Timing is everything and the time for topdressing the winter wheat crop is now, says Kansas State University Agronomist Dave Mengel, adding that the key consideration is to make sure the plants have enough nitrogen (N) at the right time.

“The N in topdress applications should be moved into the root zone with precipitation well before jointing begins,” he says. “Ideally, the N should be available to the wheat when head differentiation occurs and head size is being determined, which can be about two weeks before jointing,”

The four main factors involved in good N management when topdressing wheat are timing, source, application method and rate, he says. It is best to apply topdress N early, preferably before the end of February, in order to have the best chance of receiving enough moisture to move the N into the root zone.

“While some producers wait until spring just prior to jointing, this can be too late in some years,” says Mengel.

“For well-drained medium-fine textured soils that dominate our wheat acres, the odds of losing much of the N that is topdress-applied in the fall or winter is low since we typically don’t get enough precipitation over the winter to cause significant denitrification or leaching. For these soils, topdressing should begin anytime now, usually, the earlier the better.”

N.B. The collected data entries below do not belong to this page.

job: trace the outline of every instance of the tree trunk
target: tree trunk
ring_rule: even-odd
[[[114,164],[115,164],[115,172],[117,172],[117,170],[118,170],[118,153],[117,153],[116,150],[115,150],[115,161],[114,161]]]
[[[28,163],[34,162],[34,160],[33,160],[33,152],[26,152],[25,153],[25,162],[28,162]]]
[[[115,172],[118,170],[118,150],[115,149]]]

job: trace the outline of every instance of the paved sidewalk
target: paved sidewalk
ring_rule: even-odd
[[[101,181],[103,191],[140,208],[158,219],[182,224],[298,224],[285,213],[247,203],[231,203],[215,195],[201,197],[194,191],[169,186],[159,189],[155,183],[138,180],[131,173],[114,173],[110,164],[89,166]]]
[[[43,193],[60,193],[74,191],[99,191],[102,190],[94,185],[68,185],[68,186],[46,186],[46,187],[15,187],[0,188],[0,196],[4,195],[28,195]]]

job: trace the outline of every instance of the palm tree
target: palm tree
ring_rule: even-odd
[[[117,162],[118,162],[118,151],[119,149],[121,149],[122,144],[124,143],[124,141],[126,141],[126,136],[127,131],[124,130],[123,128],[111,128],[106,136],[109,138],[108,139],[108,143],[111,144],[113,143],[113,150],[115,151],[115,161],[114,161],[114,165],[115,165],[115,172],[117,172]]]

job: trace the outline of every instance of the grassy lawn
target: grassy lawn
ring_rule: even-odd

For wheat grown on sandier soils, it is better to wait until closer to spring green-up to make topdress N applications, he adds. On these soils, there is a greater chance that N applied in the fall or early winter could leach completely out of the root zone if precipitation is unusually heavy during the winter. It is also better to wait closer to spring green-up on poorly drained and/or shallow clay pan soils. He says N should not be applied to the soil surface when the ground is deeply frozen.

Mengel points out that most topdressing is broadcast-applied. In high-residue situations, this can result in some immobilization of N, especially where liquid UAN (urea ammonium nitrogen) is used. If no herbicides are applied with the N, producers can get some benefit from applying the N in a dribble band on 15-18-in. centers. This can help avoid immobilization and maybe provide for a little more consistent crop response. The ideal application method would be to subsurface-place the N into the soil.

The typical sources of N used for topdressing wheat are UAN solution and dry urea. Numerous trials by K-State have shown that both are equally effective. In no-till situations there may be some slight advantage to applying dry urea since it falls to the soil surface and may be less affected by immobilization than broadcast liquid UAN, which tends to get hung up on surface residues. Dribble UAN applications would avoid much of this tie-up on surface crop residues, as well.

Mengel says growers should have started the season with a certain N recommendation in hand, ideally based on a profile N soil test done before the crop was planted and before any N was applied. If some N has already been applied to the wheat crop, it is too late to use the profile N soil test since it is not reliable in measuring recently applied N.

Wheat used for pasture needs a little extra N. “If the wheat was grazed in the fall and winter, producers should add an additional 30-40 lbs. N/acre for every 100 lbs. of beef weight gain removed from the field,” says Mengel. “For heavy grazing, it may be necessary to make an additional N application in late winter to compensate for N removed by grazing, depending on how much N was applied earlier.”